Trials
Police were investigating a criminal operation run by the Russian Mafia who were planning to build a clandestine cigarette factory in a warehouse in a suburb of Marseille. As a part of that investigation police taped a phone conversation between Imbert and Erman. Imbert said: "Look, all these ups and downs, they are beginning to cause me problems, you get it?". Police were convinced this was evidence he was part of the operation run by the Russian mafia and in October 2003 he was arrested in a police raid on his home.
The trial started in November 2004. The state prosecutor asked for a five-year prison term for Imbert, the highest term asked for during the case.
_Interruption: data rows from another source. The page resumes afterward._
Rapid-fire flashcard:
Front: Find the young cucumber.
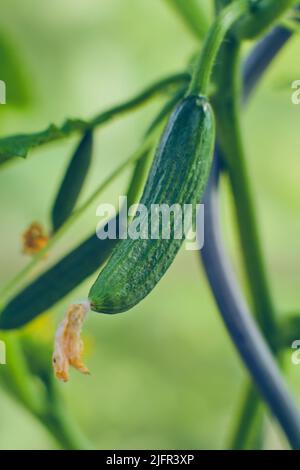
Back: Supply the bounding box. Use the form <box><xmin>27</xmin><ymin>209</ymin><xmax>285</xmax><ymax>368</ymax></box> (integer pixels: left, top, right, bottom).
<box><xmin>89</xmin><ymin>95</ymin><xmax>215</xmax><ymax>314</ymax></box>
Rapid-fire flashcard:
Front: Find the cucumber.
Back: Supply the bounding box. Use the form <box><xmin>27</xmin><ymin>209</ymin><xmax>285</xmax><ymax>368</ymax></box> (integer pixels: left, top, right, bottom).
<box><xmin>89</xmin><ymin>95</ymin><xmax>215</xmax><ymax>314</ymax></box>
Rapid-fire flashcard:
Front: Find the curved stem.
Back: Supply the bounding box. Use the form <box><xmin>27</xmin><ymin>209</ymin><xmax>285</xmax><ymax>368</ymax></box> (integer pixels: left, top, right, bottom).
<box><xmin>201</xmin><ymin>160</ymin><xmax>300</xmax><ymax>449</ymax></box>
<box><xmin>202</xmin><ymin>22</ymin><xmax>291</xmax><ymax>448</ymax></box>
<box><xmin>215</xmin><ymin>39</ymin><xmax>277</xmax><ymax>350</ymax></box>
<box><xmin>0</xmin><ymin>334</ymin><xmax>91</xmax><ymax>450</ymax></box>
<box><xmin>188</xmin><ymin>0</ymin><xmax>248</xmax><ymax>95</ymax></box>
<box><xmin>0</xmin><ymin>73</ymin><xmax>190</xmax><ymax>166</ymax></box>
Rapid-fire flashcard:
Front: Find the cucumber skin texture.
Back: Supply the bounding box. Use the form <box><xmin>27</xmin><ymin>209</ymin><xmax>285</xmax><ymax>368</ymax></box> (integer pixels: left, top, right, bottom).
<box><xmin>89</xmin><ymin>95</ymin><xmax>215</xmax><ymax>314</ymax></box>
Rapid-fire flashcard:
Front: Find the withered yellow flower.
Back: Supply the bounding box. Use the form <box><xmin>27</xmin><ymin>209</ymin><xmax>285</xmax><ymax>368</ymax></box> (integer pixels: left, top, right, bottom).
<box><xmin>22</xmin><ymin>222</ymin><xmax>49</xmax><ymax>256</ymax></box>
<box><xmin>52</xmin><ymin>302</ymin><xmax>90</xmax><ymax>382</ymax></box>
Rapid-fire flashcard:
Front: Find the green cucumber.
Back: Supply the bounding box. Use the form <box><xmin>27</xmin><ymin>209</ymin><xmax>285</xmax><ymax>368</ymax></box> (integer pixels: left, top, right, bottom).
<box><xmin>89</xmin><ymin>95</ymin><xmax>215</xmax><ymax>314</ymax></box>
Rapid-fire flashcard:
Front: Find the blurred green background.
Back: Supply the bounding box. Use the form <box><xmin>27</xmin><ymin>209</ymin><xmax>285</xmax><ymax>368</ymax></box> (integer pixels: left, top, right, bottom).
<box><xmin>0</xmin><ymin>0</ymin><xmax>300</xmax><ymax>449</ymax></box>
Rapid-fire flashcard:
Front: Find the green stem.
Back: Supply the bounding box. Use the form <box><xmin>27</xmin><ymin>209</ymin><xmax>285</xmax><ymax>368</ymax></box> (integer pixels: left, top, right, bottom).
<box><xmin>37</xmin><ymin>383</ymin><xmax>92</xmax><ymax>450</ymax></box>
<box><xmin>215</xmin><ymin>39</ymin><xmax>277</xmax><ymax>350</ymax></box>
<box><xmin>3</xmin><ymin>334</ymin><xmax>91</xmax><ymax>449</ymax></box>
<box><xmin>229</xmin><ymin>383</ymin><xmax>263</xmax><ymax>450</ymax></box>
<box><xmin>215</xmin><ymin>38</ymin><xmax>278</xmax><ymax>447</ymax></box>
<box><xmin>188</xmin><ymin>0</ymin><xmax>248</xmax><ymax>95</ymax></box>
<box><xmin>0</xmin><ymin>73</ymin><xmax>190</xmax><ymax>166</ymax></box>
<box><xmin>166</xmin><ymin>0</ymin><xmax>209</xmax><ymax>40</ymax></box>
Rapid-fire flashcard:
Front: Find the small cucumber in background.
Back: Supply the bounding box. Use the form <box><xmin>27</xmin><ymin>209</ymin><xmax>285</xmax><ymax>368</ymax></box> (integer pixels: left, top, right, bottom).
<box><xmin>89</xmin><ymin>95</ymin><xmax>215</xmax><ymax>314</ymax></box>
<box><xmin>51</xmin><ymin>130</ymin><xmax>93</xmax><ymax>232</ymax></box>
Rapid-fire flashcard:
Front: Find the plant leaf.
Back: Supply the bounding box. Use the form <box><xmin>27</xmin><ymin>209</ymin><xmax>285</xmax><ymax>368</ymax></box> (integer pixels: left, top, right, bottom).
<box><xmin>0</xmin><ymin>120</ymin><xmax>88</xmax><ymax>163</ymax></box>
<box><xmin>52</xmin><ymin>130</ymin><xmax>93</xmax><ymax>232</ymax></box>
<box><xmin>0</xmin><ymin>32</ymin><xmax>30</xmax><ymax>107</ymax></box>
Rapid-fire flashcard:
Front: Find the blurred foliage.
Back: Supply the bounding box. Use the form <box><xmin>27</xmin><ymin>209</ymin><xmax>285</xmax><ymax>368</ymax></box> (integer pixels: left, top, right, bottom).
<box><xmin>0</xmin><ymin>0</ymin><xmax>300</xmax><ymax>449</ymax></box>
Prosecutor Marc Gouton said: "Everyone here has testified that without Imbert's authorisation nothing could be done. He has a very strong character. He is not a man who takes orders. He gives orders and others carry them out"; however, prosecution witnesses later retracted their initial testimony. The only remaining evidence linking Imbert to the Mafia project was the telephone call with Erman which, as his lawyer pointed out in court, is open to interpretation: "The case against him is so hollow, so inexistent, so empty, that I am reduced to answering a charge based on the intonation of a voice".
The court in Marseille sentenced him to four years in prison for masterminding the operation. It seemed Imbert's long run of luck had run out. However he appealed and on 8 April 2005, at 75 years old, Imbert was cleared of taking part in the scam to manufacture contraband cigarettes. The appeal court found that the telephone tap evidence against him was unconvincing. The link between the Russian Mafia and Imbert was Richard Erman.
On 16 June 2006 Imbert was sentenced to four years for extorting money from Paris businessmen in the early 1990s. Imbert's counsel appealed the verdict, but on 2 January 2008 Imbert was sentenced to two years.